And then I'd have to address the question of whether two secrets that make no sense without each other are actually the same secret or whether they are, in reality, so unrelated that even mentioning them in the same diary marks me as a Not Serious Person who doesn't understand the value of secrets.  Which leads, like marijuana to munchies, to the people who report the secrets and whether or not they should be reporting the secret, or the secret about how they came to learn the secret which, to some people makes them secret-makers and thus part of the overall Secret Problem.

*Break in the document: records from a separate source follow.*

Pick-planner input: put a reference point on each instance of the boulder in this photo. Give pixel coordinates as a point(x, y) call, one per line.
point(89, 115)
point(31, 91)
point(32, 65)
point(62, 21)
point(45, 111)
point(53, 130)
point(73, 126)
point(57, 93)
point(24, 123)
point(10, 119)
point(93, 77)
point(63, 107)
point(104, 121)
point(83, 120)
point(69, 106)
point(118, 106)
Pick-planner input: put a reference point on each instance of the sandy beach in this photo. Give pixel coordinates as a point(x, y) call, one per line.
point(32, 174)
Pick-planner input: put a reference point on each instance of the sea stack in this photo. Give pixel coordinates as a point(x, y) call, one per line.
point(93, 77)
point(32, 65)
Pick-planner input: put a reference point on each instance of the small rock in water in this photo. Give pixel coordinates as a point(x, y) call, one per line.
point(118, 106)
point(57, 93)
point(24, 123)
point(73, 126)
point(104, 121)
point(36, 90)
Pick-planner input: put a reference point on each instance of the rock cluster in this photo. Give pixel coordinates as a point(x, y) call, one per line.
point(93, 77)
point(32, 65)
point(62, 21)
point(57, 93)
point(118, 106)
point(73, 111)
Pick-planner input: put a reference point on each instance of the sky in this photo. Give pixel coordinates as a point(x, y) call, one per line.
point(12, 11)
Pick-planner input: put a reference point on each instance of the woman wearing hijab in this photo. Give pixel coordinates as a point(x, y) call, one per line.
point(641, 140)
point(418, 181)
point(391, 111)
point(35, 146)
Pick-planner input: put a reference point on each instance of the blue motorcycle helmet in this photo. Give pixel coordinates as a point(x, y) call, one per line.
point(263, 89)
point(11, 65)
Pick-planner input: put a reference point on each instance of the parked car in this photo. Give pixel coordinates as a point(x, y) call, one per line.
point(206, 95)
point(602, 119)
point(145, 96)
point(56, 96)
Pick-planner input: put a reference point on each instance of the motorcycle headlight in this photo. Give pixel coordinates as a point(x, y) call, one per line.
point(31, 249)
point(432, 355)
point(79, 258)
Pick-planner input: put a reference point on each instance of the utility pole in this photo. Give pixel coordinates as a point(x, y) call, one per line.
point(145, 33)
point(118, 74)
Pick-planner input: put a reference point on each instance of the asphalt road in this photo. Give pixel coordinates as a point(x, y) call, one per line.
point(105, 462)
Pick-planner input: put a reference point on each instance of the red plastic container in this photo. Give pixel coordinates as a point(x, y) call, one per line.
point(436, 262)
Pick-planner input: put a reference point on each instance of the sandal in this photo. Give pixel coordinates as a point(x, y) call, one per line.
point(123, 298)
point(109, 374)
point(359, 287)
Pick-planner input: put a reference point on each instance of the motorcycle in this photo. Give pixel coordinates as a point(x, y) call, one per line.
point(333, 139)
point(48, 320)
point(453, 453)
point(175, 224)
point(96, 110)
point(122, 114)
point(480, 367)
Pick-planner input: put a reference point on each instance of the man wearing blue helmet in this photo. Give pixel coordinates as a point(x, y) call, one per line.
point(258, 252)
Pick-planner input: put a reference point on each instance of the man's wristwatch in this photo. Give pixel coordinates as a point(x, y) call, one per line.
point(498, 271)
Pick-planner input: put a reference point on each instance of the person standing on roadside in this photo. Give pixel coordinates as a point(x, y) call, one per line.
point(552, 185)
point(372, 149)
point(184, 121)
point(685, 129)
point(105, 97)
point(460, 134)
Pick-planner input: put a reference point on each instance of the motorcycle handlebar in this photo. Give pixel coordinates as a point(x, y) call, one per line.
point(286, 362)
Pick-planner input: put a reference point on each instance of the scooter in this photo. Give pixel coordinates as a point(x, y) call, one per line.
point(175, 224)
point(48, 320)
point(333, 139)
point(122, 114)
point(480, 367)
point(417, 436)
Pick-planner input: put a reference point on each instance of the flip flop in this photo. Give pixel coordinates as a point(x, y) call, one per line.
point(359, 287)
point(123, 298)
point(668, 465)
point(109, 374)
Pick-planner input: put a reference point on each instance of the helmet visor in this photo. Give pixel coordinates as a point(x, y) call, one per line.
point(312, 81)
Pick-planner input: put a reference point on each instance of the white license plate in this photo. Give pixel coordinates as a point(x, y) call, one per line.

And if we got through all that, we might end up tiptoeing through a minefield of vice presidential special secrets.  What makes them special, aside from their secretness (which really isn't all that special anymore because almost everything you might really need to know is a secret these days), and the fact that the vice president keeps watch over them with a shotgun from behind a nearby shrubbery, is that they're even kept secret from the people who are paid to make sure that the people who get told the secrets keep the secrets.  Which kind of makes the vice president's secrets secreter than the secrets made by the professional secret makers even though the vice president is really only camping out in secret land until his term is up while the professionals make and keep secrets for their entire careers, or until they're outed by the vice presidents chief of staff.

So now you know the truth about the secrets.  And you learned it from a dirty fucking hippy who desperately wishes Frank Church was still around to blow this whole mess up and start all over again.  How sad is that?  To live through Watergate and then, 30 years later, look back on it as some sort of golden era.